De acordo com o Dr. Danilo Egle, coordenador técnico do Atlas ODS Amazônia, o objetivo é gerar dados que sirvam de base para a formulação de políticas públicas, pesquisas acadêmicas e ações de fortalecimento institucional. “Estamos falando de territórios que cuidam, alimentam, acolhem e preservam saberes ancestrais no coração da cidade”, explica Egle.
A expectativa é que a plataforma digital seja lançada no início de 2026, acompanhada de relatórios públicos e painéis interativos que sistematizarão as informações coletadas.
Além da vertente técnica, o projeto inclui a realização de oficinas, rodas de conversa e escutas comunitárias com líderes religiosos e moradores das áreas mapeadas, garantindo que os próprios terreiros sejam os protagonistas de suas narrativas, definindo como seus territórios e modos de vida serão representados.
Donté Luiz de Badé, sacerdote do culto tradicional de Ifá e membro do Instituto Ganga Zumba, ressalta a importância da iniciativa: “Esse projeto nasce da nossa própria necessidade de existir com dignidade e sermos reconhecidos como guardiões de saberes, memórias e cuidados. Ao mapear esses territórios, estamos dizendo em alto e bom som que nossa presença importa”.

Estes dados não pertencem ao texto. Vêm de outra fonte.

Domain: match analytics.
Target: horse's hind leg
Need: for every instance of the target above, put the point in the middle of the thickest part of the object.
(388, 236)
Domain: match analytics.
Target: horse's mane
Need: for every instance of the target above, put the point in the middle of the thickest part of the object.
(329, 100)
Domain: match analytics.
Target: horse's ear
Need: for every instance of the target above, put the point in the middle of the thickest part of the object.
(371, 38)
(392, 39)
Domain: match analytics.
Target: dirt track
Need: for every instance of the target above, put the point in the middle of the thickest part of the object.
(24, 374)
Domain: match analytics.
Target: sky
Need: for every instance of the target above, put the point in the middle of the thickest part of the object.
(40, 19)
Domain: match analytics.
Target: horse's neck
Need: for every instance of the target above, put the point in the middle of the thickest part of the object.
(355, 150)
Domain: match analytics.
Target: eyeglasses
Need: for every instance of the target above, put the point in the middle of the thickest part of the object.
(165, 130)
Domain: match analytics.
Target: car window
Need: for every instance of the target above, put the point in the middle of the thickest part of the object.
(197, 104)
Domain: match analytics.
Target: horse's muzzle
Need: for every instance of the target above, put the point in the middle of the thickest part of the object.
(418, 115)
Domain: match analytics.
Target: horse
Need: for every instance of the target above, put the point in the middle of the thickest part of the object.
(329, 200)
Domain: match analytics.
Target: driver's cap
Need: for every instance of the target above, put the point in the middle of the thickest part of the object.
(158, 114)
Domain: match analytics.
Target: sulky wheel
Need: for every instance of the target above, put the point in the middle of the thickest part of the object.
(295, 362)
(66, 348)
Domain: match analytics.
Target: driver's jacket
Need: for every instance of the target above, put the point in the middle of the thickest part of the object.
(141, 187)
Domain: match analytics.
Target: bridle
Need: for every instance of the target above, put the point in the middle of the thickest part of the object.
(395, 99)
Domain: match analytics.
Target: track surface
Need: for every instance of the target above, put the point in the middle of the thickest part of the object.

Eventos como o Balaio da Oxum, que em 2025 completa dez anos, servem de inspiração para o projeto, simbolizando a resistência e a fé coletiva. O Balaio, que surgiu em Manaus como um ato de fé e resistência, reúne povos de terreiro, comunidades tradicionais e movimentos sociais em torno da arte, da espiritualidade e da luta ambiental.
A sacerdotisa Agonjaí Nochê Flor de Navê, do Templo de Tambores de Mina Jejê-Nagô Xwê Ná Sin Fifá, enfatiza a importância de respeitar a visão ancestral em todas as ações do Balaio: “É essencial falar sobre o respeito pela natureza, porque para nós, sem a folha, a gente não vive, não existe orixá”.
O estudo reconhece esses espaços como guardiões ambientais e culturais, essenciais para a construção de cidades mais justas e sustentáveis. A iniciativa busca parcerias com políticas públicas, instituições acadêmicas e o sistema ONU, para fortalecer o reconhecimento das religiões de matriz africana como patrimônio cultural imaterial da Amazônia urbana.
Ao adotar os parâmetros do ODS 18, o estudo espera contribuir para a consolidação de uma agenda pública voltada à proteção dos territórios tradicionais e ao fortalecimento dos saberes ancestrais, visando a criação de políticas que garantam segurança territorial, sustentabilidade e visibilidade às comunidades.